USER STUDY FOR EXPLORATION OF USERS NEEDS
 
009 cho
009   cho009   cho
009 cho
 
Social network analysis
Social network analysisSocial network analysis
Social network analysis
 
Data Management and Broader Impacts: a holistic approach
Data Management and Broader Impacts: a holistic approachData Management and Broader Impacts: a holistic approach
Data Management and Broader Impacts: a holistic approach
 
Real Life Machine Learning Case on Mobile Advertisement
Real Life Machine Learning Case on Mobile AdvertisementReal Life Machine Learning Case on Mobile Advertisement
Real Life Machine Learning Case on Mobile Advertisement
 
Service rating prediction by exploring social mobile users’ geographical loca...
Service rating prediction by exploring social mobile users’ geographical loca...Service rating prediction by exploring social mobile users’ geographical loca...

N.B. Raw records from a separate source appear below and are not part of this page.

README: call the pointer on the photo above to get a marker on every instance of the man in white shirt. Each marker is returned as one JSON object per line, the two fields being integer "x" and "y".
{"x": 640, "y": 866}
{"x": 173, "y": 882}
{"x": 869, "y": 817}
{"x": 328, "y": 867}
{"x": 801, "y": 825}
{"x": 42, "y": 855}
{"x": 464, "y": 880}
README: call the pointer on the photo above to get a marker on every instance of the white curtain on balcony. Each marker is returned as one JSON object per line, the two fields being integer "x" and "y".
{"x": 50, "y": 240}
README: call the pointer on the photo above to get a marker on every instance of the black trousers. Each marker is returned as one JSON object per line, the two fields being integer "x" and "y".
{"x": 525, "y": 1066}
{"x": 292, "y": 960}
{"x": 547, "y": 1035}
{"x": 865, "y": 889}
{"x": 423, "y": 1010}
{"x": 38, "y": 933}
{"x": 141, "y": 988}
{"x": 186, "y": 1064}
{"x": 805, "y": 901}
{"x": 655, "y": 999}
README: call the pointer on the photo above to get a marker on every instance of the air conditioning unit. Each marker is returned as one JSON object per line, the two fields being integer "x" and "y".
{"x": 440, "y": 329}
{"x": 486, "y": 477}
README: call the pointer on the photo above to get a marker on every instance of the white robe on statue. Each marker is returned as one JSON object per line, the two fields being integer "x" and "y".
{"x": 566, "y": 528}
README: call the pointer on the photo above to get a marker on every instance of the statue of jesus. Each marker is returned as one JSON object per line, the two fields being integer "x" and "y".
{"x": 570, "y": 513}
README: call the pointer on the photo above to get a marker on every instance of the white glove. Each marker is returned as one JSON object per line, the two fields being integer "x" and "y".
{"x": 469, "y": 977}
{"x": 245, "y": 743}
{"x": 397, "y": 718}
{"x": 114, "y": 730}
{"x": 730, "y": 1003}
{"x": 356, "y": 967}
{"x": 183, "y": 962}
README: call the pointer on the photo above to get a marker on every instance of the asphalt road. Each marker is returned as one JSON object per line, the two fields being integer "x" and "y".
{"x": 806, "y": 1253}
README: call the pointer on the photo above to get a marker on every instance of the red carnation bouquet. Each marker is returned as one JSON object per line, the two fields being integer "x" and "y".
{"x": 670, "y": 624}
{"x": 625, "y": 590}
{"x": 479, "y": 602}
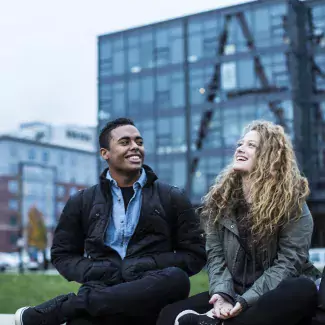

Service rating prediction by exploring social mobile users’ geographical loca...
 
METHODS1Sampling and MethodologyStuden
METHODS1Sampling and MethodologyStudenMETHODS1Sampling and MethodologyStuden
METHODS1Sampling and MethodologyStuden
 
What's Trending In Higher Ed Tracking
What's Trending In Higher Ed TrackingWhat's Trending In Higher Ed Tracking
What's Trending In Higher Ed Tracking
 
TBerger_FinalReport
TBerger_FinalReportTBerger_FinalReport
TBerger_FinalReport
 
Supervised Multi Attribute Gene Manipulation For Cancer
Supervised Multi Attribute Gene Manipulation For CancerSupervised Multi Attribute Gene Manipulation For Cancer
Supervised Multi Attribute Gene Manipulation For Cancer
 

Recently uploaded

【社内勉強会資料_Octo: An Open-Source Generalist Robot Policy】
【社内勉強会資料_Octo: An Open-Source Generalist Robot Policy】【社内勉強会資料_Octo: An Open-Source Generalist Robot Policy】
【社内勉強会資料_Octo: An Open-Source Generalist Robot Policy】
NABLAS株式会社
 
一比一原版(CU毕业证)卡尔顿大学毕业证成绩单
一比一原版(CU毕业证)卡尔顿大学毕业证成绩单一比一原版(CU毕业证)卡尔顿大学毕业证成绩单
一比一原版(CU毕业证)卡尔顿大学毕业证成绩单
yhkoc
 
The affect of service quality and online reviews on customer loyalty in the E...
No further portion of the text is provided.